Continuous Subarray Sum

MediumArrays

Check for a length-2+ subarray whose sum is a multiple of k.

Constraints

1 <= n <= 10^5
1 <= k <= 2^31 - 1
0 <= nums[i] <= 10^9

Prefix remainder map

Time O(n)Space O(min(n, k))

Two prefix sums with the same remainder modulo k bound a subarray whose sum is a multiple of k. Track the earliest index for each remainder; if the same remainder reappears at least two indices later, a valid subarray exists. Seed remainder 0 at index -1 to catch prefixes that are themselves multiples.

Key terms

prefix sum remainder:: The running total modulo k; equal remainders mean the gap between them is divisible by k.
earliest index:: Storing the first time a remainder is seen so the gap (subarray length) is maximised.

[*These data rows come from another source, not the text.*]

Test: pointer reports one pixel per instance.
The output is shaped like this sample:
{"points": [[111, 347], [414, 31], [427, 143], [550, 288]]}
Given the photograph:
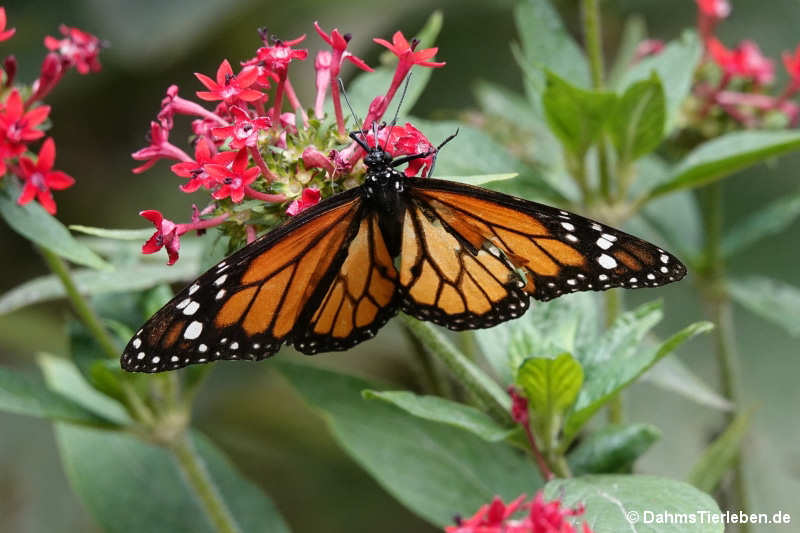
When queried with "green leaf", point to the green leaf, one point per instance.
{"points": [[614, 501], [637, 124], [769, 220], [608, 376], [368, 85], [91, 282], [444, 411], [612, 449], [116, 234], [64, 377], [129, 485], [547, 46], [720, 455], [549, 328], [773, 300], [38, 226], [675, 66], [674, 375], [480, 179], [633, 33], [433, 469], [576, 116], [723, 156], [24, 395], [551, 385]]}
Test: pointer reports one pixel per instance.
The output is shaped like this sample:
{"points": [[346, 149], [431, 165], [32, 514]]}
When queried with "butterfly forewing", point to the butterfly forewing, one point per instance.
{"points": [[246, 306], [558, 252]]}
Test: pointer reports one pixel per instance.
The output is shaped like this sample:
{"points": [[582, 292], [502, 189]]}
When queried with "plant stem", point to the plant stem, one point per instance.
{"points": [[613, 301], [198, 479], [488, 393], [86, 314], [720, 312]]}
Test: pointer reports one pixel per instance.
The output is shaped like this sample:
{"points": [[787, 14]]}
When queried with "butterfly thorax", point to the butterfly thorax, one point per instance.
{"points": [[382, 190]]}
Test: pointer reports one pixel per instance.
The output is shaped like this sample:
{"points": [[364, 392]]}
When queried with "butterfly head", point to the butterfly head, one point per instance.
{"points": [[377, 158]]}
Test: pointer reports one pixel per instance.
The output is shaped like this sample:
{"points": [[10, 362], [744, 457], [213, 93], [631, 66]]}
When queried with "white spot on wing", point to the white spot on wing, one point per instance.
{"points": [[193, 330], [606, 261], [191, 308]]}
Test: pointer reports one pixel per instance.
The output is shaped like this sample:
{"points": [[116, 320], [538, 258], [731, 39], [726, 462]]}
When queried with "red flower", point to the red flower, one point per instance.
{"points": [[718, 9], [791, 61], [78, 49], [313, 158], [338, 42], [244, 131], [228, 87], [406, 140], [276, 58], [308, 198], [4, 33], [406, 53], [166, 236], [159, 148], [204, 153], [18, 126], [39, 177], [744, 61], [233, 180], [543, 517]]}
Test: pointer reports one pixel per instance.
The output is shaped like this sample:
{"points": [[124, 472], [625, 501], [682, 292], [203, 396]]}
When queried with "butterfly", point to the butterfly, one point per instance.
{"points": [[329, 278]]}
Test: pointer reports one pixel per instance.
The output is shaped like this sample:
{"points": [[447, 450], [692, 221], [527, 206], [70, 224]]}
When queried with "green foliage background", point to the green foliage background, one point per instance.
{"points": [[254, 416]]}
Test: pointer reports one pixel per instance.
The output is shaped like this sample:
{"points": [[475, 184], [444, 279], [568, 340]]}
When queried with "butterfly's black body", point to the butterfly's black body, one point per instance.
{"points": [[457, 255]]}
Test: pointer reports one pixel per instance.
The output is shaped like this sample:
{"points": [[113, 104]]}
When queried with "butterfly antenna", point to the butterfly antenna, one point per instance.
{"points": [[357, 120], [397, 111], [436, 153]]}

bool checkSubarraySum(vector<int>& nums, int k) {
    unordered_map<int, int> seen; seen[0] = -1;
    long long sum = 0;
    for (int i = 0; i < (int)nums.size(); i++) {
        sum += nums[i];
        int r = (int)(sum % k);
        if (seen.count(r)) { if (i - seen[r] >= 2) return true; }
        else seen[r] = i;
    }
    return false;
}

Step by step

Initialise a map with remainder 0 at index -1 and a running sum 0.
For each index, add nums[i] and compute r = sum mod k.
If r was seen before at index j and i - j >= 2, return true.
Otherwise record the earliest index for r. Return false if no pair qualifies.